Strateghi

Bersani e molti altri esponenti della maggioranza interna del PD si sono sbilanciati, nei mesi scorsi, auspicando un’alleanza elettorale che comprendesse l’UDC (alleanza che ai cattolici del PD, come Fioroni, va ovviamente benissimo).

L’UDC, da parte sua, è sempre rimasta scettica riguardo a tale possibilità. E ha negato esplicitamente ogni possibilità di accordo col PD che comprendesse anche la sinistra vendoliana.

Ora Casini dice che è disposto ad entrare a sostegno del Governo Berlusconi (con le dovute condizioni), dimostrando di essere di fatto, al di là dei programmi e delle idee, una parte del centrodestra.

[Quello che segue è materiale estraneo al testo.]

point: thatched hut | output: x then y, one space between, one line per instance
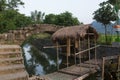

Ora, il punto che volevo sottolineare non riguarda tanto le dinamiche di queste settimane di grande tatticismo e continui colpi di scena, o il ruolo che svolge il PD in tale palinsesto. Piuttosto il fatto che l’elettorato del PD ha percepito la prospettiva dell’alleanza con Casini come un rospo da ingollare(*), come uno scivolamento al di fuori dell’area nella quale il Partito Democratico ha cominciato faticosamente a costruire una propria identità negli ultimi 12 mesi. E il fatto che la “linea” sostenuta dal Segretario nazionale – l’alleanza con l’UDC – sia stata scornata dal 2 di picche di Casini (che pensa ormai solo a consolidare il terzo polo di centro) fa perdere credibilità a Bersani e Letta di fronte ai propri elettori. Sottolineo: di fronte ai propri elettori. La base del PD non ama le scelte strategiche; le vive come un sacrificio. E aver detto di esser disposti ad allearsi con Casini è stato un sacrificio che non ha portato nessun risultato che lo ripagasse.

(*) L’eventualità di un dover ingollare un rospo ancora più grosso aprendo ad un’alleanza elettorale con Fini, presentata da Rosy Bindi pochi giorni fa, quella credo invece che non l’abbiano accettata proprio.